Lorsque nous écoutons – et d’ailleurs avec une fréquence excessive – sur la bouche d’éminents ecclésiastiques, des phrases comme celle-ci : « Est ce que j’aime vraiment mon prochain, est ce que j’aime vraiment l’immigré, même s’il est musulman ? » La réponse du chrétien qui a la vraie charité et qui connaît la doctrine est : « Oui, mais je l’aime par amour de Dieu et donc selon l’ordre voulu par Dieu ». Ce qui signifie que j’ordonne mon exercice de la charité envers lui selon l’amour de Dieu. Et je dois aller jusqu’au point de vouloir pour lui tout le bien possible, jusqu’au bien suprême de sa conversion à la vraie foi, pour qu’il ne brûle pas éternellement en enfer et pour qu’il participe en acte (et non pas seulement en puissance) de cette béatitude qui est – comme on l’a vu plus haut – le fondement de l’ordre de la charité. En effet, dans le véritable ordre de la charité je n’aime pas mon prochain seulement parce qu’il est mon semblable ou parce que j’ai une sympathie pour les gens de couleur plutôt que pour les blancs, mais ce qui rend le prochain digne d’être aimé plus qu’un autre est sa similitude avec Dieu[vii]. En charité, je peux – et je dois – aimer davantage un riche authentiquement vertueux plutôt qu’un pauvre plein de malice, ainsi que m’est davantage “prochain” un baptisé aisé plutôt qu’un immigré musulman pauvre. Il y a un ordre objectif à observer dans l’amour surnaturel qui cependant n’exclut pas, suivant les circonstances et s’il s’agit du bien objectif, la possibilité d’aider matériellement même ce pauvre-là quoique éloigné de Dieu. Donne à manger aux affamés, donne à boire aux assoiffés, certes, mais selon un critère objectif, et non pas médiatico-émotionnel et dicté par les centrales du mondialisme maçonnique qui créent d’abord la misère des peuples et ensuite la font “soulager” aux autres.
L’accueil sans discrimination ne témoigne pas l’amour de Dieu, mais l’amour désordonné pour certaines réalités terrestres
Nous ajoutons que le désordre dans l’accueil des peuples, dans l’encouragement à leurs déplacements désordonnés, dans l’altération de la vie pacifique de certaines nations, dont certaines de tradition chrétienne, n’est pas un signe de charité. Au contraire, c’est peut-être justement un des signes que l’on ne marche pas dans l’amour de Dieu.

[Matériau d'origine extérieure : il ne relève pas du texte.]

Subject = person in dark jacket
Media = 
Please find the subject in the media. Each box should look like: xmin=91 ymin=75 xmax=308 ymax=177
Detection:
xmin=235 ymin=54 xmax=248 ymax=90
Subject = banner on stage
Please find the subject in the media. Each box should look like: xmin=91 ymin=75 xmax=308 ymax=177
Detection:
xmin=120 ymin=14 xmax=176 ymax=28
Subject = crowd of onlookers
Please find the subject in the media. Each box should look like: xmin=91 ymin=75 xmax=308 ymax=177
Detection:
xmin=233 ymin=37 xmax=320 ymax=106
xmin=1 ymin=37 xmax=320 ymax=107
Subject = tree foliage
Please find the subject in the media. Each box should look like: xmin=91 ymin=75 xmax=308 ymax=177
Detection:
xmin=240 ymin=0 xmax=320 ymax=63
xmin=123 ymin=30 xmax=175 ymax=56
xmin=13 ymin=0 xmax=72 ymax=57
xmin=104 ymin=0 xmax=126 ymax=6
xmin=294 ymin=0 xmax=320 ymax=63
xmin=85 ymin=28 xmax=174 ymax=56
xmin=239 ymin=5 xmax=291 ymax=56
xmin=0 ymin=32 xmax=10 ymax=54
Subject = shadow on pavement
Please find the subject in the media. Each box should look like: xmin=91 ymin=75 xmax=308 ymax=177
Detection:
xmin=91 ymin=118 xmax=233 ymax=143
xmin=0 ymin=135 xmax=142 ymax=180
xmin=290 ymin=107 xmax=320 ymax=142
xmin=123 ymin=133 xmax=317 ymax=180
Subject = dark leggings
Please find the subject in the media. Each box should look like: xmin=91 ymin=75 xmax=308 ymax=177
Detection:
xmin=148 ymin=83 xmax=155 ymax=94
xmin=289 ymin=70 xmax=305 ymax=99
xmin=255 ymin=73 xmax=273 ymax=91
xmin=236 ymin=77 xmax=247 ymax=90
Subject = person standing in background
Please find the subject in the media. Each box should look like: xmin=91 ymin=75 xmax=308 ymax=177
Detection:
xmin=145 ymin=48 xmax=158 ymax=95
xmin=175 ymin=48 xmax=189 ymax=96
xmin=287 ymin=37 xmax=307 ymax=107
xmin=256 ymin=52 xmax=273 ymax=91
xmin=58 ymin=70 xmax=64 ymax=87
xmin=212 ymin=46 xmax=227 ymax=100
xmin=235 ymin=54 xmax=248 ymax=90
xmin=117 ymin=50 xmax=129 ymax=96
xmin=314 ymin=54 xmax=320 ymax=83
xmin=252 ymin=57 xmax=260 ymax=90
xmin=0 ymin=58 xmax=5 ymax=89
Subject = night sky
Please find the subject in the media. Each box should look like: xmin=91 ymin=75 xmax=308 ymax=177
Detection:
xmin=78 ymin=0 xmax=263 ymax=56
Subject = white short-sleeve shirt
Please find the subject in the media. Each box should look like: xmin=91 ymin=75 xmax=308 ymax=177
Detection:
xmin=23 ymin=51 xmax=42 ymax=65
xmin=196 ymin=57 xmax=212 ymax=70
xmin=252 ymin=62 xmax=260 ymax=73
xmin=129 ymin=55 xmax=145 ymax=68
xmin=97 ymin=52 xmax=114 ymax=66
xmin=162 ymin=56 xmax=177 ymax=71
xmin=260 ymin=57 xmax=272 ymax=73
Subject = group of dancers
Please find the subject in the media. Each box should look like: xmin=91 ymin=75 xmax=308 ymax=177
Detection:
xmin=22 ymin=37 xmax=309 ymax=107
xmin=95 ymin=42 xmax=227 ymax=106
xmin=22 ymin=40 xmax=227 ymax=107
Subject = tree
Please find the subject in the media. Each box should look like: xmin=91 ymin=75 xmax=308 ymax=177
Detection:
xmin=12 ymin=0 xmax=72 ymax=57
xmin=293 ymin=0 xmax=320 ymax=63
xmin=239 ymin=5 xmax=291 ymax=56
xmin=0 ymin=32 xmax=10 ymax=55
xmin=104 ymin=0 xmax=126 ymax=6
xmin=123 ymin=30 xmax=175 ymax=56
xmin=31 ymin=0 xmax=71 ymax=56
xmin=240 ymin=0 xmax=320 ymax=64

Saint Thomas explique que l’amour naturel se fonde sur la communication des biens naturels, et par un tel amour non seulement on aime Dieu plus que soi-même, mais on aime chaque créature selon ce qu’elle est, selon la place que Dieu lui a assignée. Un tel amour parvient à chaque créature, jusqu’aux pierres elles-mêmes, parce que c’est un amour qui aime l’ensemble de la Création selon l’ordre voulu par Dieu, et un tel amour privilégie le bien de l’ensemble à son propre bien particulier. Et cela vaut encore plus dans l’amour de charité, selon lequel l’homme doit aimer davantage Dieu, qui est le bien commun de toute chose, plutôt que lui-même[viii].
En suivant donc le raisonnement de l’Aquinate on aime chaque créature – jusqu’aux pierres – dans l’ordre voulu par Dieu et donc on aime les peuples sur leurs terres et avec leurs caractéristiques et leurs bonnes traditions, dans l’ordre que Dieu a donné en les distinguant. Si on a compris le discours, pour qu’il s’agisse d’un vrai amour, la partie doit aimer d’abord le tout dans la disposition des parties et donc chercher son propre bien dans la mesure où un tel bien s’intègre dans le tout, dans la mesure où le bien de la partie concourt au bien du tout. C’est la partie qui doit se “conformer” au bien commun lorsqu’elle détermine son propre bien et ce n’est pas le bien commun qui doit être “remodelé” en fonction de la partie[ix].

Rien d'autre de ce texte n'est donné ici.